The survey design can now be specified with both the survey and preprocessed variables. This step may take some time given the size of this data set, and so the survey object is subset on the state of Hawaii for the rest of the analysis.

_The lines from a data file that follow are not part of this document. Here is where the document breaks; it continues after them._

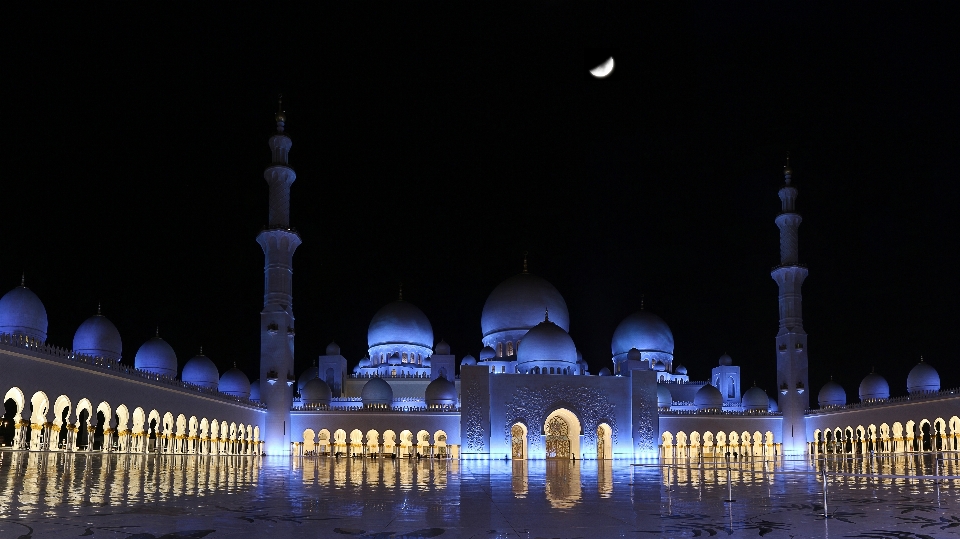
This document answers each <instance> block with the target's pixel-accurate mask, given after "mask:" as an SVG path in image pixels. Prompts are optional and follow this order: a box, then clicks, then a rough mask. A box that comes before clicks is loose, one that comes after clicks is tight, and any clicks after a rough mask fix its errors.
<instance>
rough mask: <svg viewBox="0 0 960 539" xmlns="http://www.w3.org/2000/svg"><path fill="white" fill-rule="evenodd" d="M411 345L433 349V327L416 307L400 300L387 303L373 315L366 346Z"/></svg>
mask: <svg viewBox="0 0 960 539" xmlns="http://www.w3.org/2000/svg"><path fill="white" fill-rule="evenodd" d="M382 344H413V345H416V346H425V347H427V348H430V349H432V348H433V327H432V326H431V325H430V321H429V320H427V315H425V314H423V311H421V310H420V309H418V308H417V306H416V305H414V304H412V303H409V302H406V301H403V300H400V301H394V302H393V303H388V304H387V305H385V306H384V307H383V308H382V309H380V310H379V311H377V314H375V315H373V320H371V321H370V328H369V329H368V330H367V346H369V347H371V348H373V347H374V346H378V345H382Z"/></svg>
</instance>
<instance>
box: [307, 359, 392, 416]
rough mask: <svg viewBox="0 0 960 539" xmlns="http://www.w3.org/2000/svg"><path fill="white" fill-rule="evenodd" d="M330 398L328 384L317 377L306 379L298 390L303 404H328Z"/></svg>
mask: <svg viewBox="0 0 960 539" xmlns="http://www.w3.org/2000/svg"><path fill="white" fill-rule="evenodd" d="M331 355H332V354H331ZM375 380H379V378H375ZM331 400H333V391H331V390H330V386H328V385H327V383H326V382H324V381H323V380H321V379H319V378H313V379H311V380H310V381H308V382H307V385H305V386H303V390H302V391H301V392H300V402H302V403H303V404H304V405H310V404H326V405H329V404H330V402H331Z"/></svg>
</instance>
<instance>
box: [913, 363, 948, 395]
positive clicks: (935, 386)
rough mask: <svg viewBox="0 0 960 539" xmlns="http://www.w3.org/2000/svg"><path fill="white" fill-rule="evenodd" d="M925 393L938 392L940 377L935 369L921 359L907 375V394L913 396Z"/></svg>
mask: <svg viewBox="0 0 960 539" xmlns="http://www.w3.org/2000/svg"><path fill="white" fill-rule="evenodd" d="M925 391H940V375H939V374H938V373H937V369H934V368H933V367H931V366H930V364H929V363H924V362H923V359H921V360H920V363H917V364H916V365H914V367H913V368H912V369H910V374H908V375H907V392H908V393H911V394H913V393H923V392H925Z"/></svg>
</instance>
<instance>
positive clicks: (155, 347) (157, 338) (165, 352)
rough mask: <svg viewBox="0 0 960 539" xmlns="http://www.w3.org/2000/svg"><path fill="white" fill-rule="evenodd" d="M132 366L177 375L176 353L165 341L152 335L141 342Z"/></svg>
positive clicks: (166, 341)
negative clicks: (143, 341) (142, 343)
mask: <svg viewBox="0 0 960 539" xmlns="http://www.w3.org/2000/svg"><path fill="white" fill-rule="evenodd" d="M133 366H134V367H136V368H138V369H140V370H141V371H146V372H152V373H153V374H159V375H161V376H169V377H171V378H174V377H176V376H177V354H176V353H175V352H174V351H173V347H171V346H170V345H169V344H167V341H165V340H163V339H161V338H160V337H154V338H152V339H150V340H149V341H147V342H145V343H143V345H141V346H140V349H139V350H137V355H136V356H134V358H133Z"/></svg>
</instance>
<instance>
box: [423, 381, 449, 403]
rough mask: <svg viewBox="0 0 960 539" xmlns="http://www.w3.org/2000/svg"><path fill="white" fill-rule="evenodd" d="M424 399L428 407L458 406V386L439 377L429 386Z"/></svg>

# source("02 Modeling/Create Survey Object.R")
options(survey.lonely.psu="certainty")

dsurvey <- svydesign(id        = ~X_PSU,
                     strata    = ~X_STSTR, 
                     weights   = ~X_LLCPWT,
                     nest      = TRUE,
                     data      = data_1)

dsurvey_2 <- subset(dsurvey, X_STATE==15)

Statewide Estimates

# calculate estimates
hawaii_est <- data.frame(
  svytotal(~X_RFBMI5_2, dsurvey_2, na.rm=TRUE),
  svymean(~X_RFBMI5_2, dsurvey_2, na.rm=TRUE, level=0.95),
  confint(svymean(~X_RFBMI5_2, dsurvey_2, na.rm=TRUE, level=0.95))
)

# create group column
hawaii_est$group <- str_replace(row.names(hawaii_est), "X_RFBMI5_2", "")
colnames(hawaii_est) <- c("N", "N (SE)", "%", "% (SE)", "% Lower CI (95%)", "% Upper CI (95%)", "Group")

# plot results
ggplot(data=hawaii_est, aes(x=Group, y=`%`, group=Group, fill=Group, ymax=`% Upper CI (95%)`, ymin=`% Lower CI (95%)`)) +
  geom_bar(stat="identity", position="dodge") +
  geom_errorbar(position=position_dodge(width=0.9), width=0.1) +
  scale_y_continuous(labels=percent) +
  geom_text(aes(y=0, label=comma(round(N, 0))), position=position_dodge(width=0.9), vjust=-1) +
  labs(title="Overweight or Obese, Statewide", 
       subtitle="State of Hawaii BRFSS 2015",
       x="Group",
       y="Point Estimate (%)") + 
  theme_minimal()

Stratified By Preferred Race

hawaii_race_est <- merge(
  svyby(~X_RFBMI5_2, ~X_PRACE1_2, svymean, design=dsurvey_2, na.rm=TRUE, vartype=c('ci')),
  svyby(~X_RFBMI5_2, ~X_PRACE1_2, svytotal, design=dsurvey_2, na.rm=TRUE),
  by="X_PRACE1_2")

colnames(hawaii_race_est) <- c("Group", 
                               "Not Obese/Overweight (%)",
                               "Obese/Overweight (%)", 
                               "Not Obese/Overweight (%) Lower CI (95%)",
                               "Obese/Overweight (%) Lower CI (95%)",
                               "Not Obese/Overweight (%) Upper CI (95%)",
                               "Obese/Overweight (%) Upper CI (95%)",
                               "Not Obese/Overweight (N)",
                               "Obese/Overweight (N)", 
                               "Not Obese/Overweight (SE)",
                               "Obese/Overweight (SE)")

ggplot(data=hawaii_race_est, aes(x=reorder(Group, `Obese/Overweight (%)`), y=`Obese/Overweight (%)`, group=Group, fill=Group,
                                 ymax=`Obese/Overweight (%) Upper CI (95%)`, ymin=`Obese/Overweight (%) Lower CI (95%)`)) +
  geom_bar(stat="identity", position="dodge") +
  geom_errorbar(position=position_dodge(width=0.9), width=0.1) +
  scale_y_continuous(labels=percent) +
  geom_text(aes(y=0, label=comma(round(`Obese/Overweight (N)`, 0))), position=position_dodge(width=0.9), size=3, vjust=-1) +
  labs(title="Overweight or Obese, by Preferred Race", 
       subtitle="State of Hawaii BRFSS 2015",
       x="Group",
       y="Point Estimate (%)") + 
  geom_hline(yintercept=hawaii_est$`%`[2], col="black", lty=2, size=1) +
  theme_minimal() +
  theme(axis.text.x = element_text(angle=90, hjust=1, vjust=0))

Although more than half of residents reported to be overweight or obese, Hawaii still has one of the lowest rates in the nation (0.57% vs. 64.6%). Yet when stratifying by preferred race, Hawaii actually has some of the highest prevalence rates for overweight and obesity risk factors in the nation. In 2015, Native Hawaiians and Other Pacific Islanders (NHOPI) overweight or obese risk was at 79.17% (95% confidence interval [CI]: 71.88-86.46%).

Conclusion

So why was this exercise important? The two charts tell a compelling story. If we were to accept only the first cut of the data, then policies and initiatives may overlook Hawaii. However, the second chart reveals that NHOPIs are at extreme risk for negative health outcomes.

Public health attempts to understand trends and/or driving factors that cause morbidity or mortality. These analyses then help to drive interventions and policies that may potentially make the greatest impact. Tools like R can assist with this process as it democratizes data and analysis so that different perspectives can be added to the overall discussion.